Sit and Go Strategy: Stage-by-Stage SnG Guide
Last updated: May 15, 2026
SnG strategy shifts dramatically by stage. Early levels (50bb+) reward tight play around 12-15% VPIP. Middle levels widen to 18%. On the bubble, ICM pressure forces big stacks to open 35%+ while medium stacks fold strong hands like JJ to shoves. Under 12bb, push/fold replaces standard preflop strategy entirely. A 9-max SnG pays top 3 (50/30/20%) and a 6-max pays top 2 (65/35%).
SnG Stages and How to Play Each
Push/Fold Charts by Stack Size
At short stacks (under 20bb), raise-and-fold ranges become unprofitable. Push/fold is the optimal strategy. These ranges approximate Nash equilibrium output.
The 4 Stack Archetypes on the Bubble
Big stack
1.5-2× average
Open wider (35%+), abuse medium stacks who can't call. Avoid spewing vs other big stacks.
Medium stack
0.8-1.2× average
Tightest position. Big stacks attack you, short stacks shove on you. Pick spots carefully — losing now is catastrophic.
Short stack
<0.6× average
Push/fold only. Look for fold equity vs medium stacks (who fear ICM). Avoid shoving into big stacks unless premium.
Micro stack (<5bb)
Critical
Auto-shove any two cards in many positions. Once at 3bb or below, you're committed even with worst hands.
Definitions
Frequently Asked Questions
What's the best Sit and Go strategy for beginners?
Play tight early (top 12-15% of hands), widen on the bubble (top 20-25%), and use push/fold charts under 12bb. The most common mistake is playing the same way at all stages — early SnG should be ABC-tight, but late SnG requires aggression and ICM-aware decisions. Survival to the money outweighs chip-EV in 80% of close decisions.

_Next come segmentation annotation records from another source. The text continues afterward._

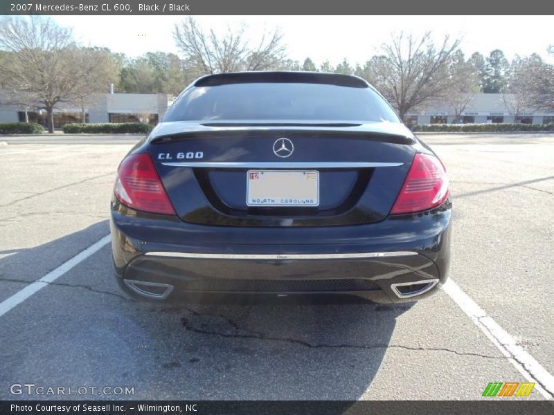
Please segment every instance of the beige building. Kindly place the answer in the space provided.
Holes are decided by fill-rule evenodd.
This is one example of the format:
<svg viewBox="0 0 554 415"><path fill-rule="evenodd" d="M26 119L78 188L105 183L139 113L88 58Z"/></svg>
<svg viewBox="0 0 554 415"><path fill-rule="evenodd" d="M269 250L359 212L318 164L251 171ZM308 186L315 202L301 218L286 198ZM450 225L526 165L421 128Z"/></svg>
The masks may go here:
<svg viewBox="0 0 554 415"><path fill-rule="evenodd" d="M458 123L484 124L488 122L521 122L524 124L550 124L554 122L554 112L525 109L519 111L514 120L508 96L501 93L476 93L468 97L467 104L460 116ZM506 103L508 105L506 105ZM437 104L420 111L408 113L407 124L451 124L456 122L456 110L452 104Z"/></svg>
<svg viewBox="0 0 554 415"><path fill-rule="evenodd" d="M0 91L1 93L1 91ZM157 124L168 110L168 96L161 93L107 93L98 95L84 109L60 104L54 112L54 127L68 122L149 122ZM25 121L46 125L46 111L17 105L0 105L0 122Z"/></svg>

What is ICM in Sit and Go tournaments?
ICM (Independent Chip Model) converts tournament chips into real-dollar equity. In a 9-max SnG with $50/$30/$20 payouts, chips you already have are worth more than chips you might win — losing 1,000 chips matters more than gaining 1,000 chips. ICM is most punishing on the bubble where folding strong hands like JJ to a shove can be correct.
How do you play the bubble in a Sit and Go?
Three rules: (1) Short stacks (under 12bb) push/fold any reasonable hand to apply pressure. (2) Big stacks open 35-40% to pressure medium stacks. (3) Medium stacks fold pre-flop strong hands like JJ, AQ when facing a big stack shove because the ICM cost of busting outweighs the chip-EV gain of calling. The bubble is the single most consequential decision point in SnGs.
What stack size triggers push/fold in SnG?
Under 12bb. Below 12bb, raising and folding to a shove loses too much equity. Push/fold charts (Sklansky-Chubukov, Nash equilibrium) replace standard preflop ranges. At 8-10bb, the UTG shove range is roughly the top 12-15% of hands; at 5bb, push any two cards from late position.
Is 6-max Sit and Go different from 9-max?
Yes. 6-max SnG plays faster, has top-2 payouts (65/35%), and rewards aggression. Opening ranges are 30-50% wider than 9-max early-game. The bubble (one off the money) is less ICM-heavy because survival to second place is less valuable in relative terms. Push/fold ranges in 6-max are 20% wider at the same stack depth.
What's the expected ROI on Sit and Go tournaments?
Good SnG regulars achieve 5-10% ROI at low stakes ($5-$20 buy-ins). Strong players reach 15-20% at mid stakes. ROIs above 25% are rare and usually limited to micro-stakes or specific game formats (e.g., turbo SnG vs slow players). Variance is high — a 10% ROI player can downswing 15+ buy-ins over a few hundred SnGs.
How many big blinds should I fold to a 3-bet in SnG?
Stack-depth dependent. Under 25bb effective: 3-bet ranges are very tight (premium pairs + AK), so fold most of your range except top 5% (JJ+, AKs). Above 25bb: standard 3-bet defense rules apply — call AQ-AT, suited connectors, pocket pairs for set value. ICM concerns flatten 3-bet calling ranges further near the bubble.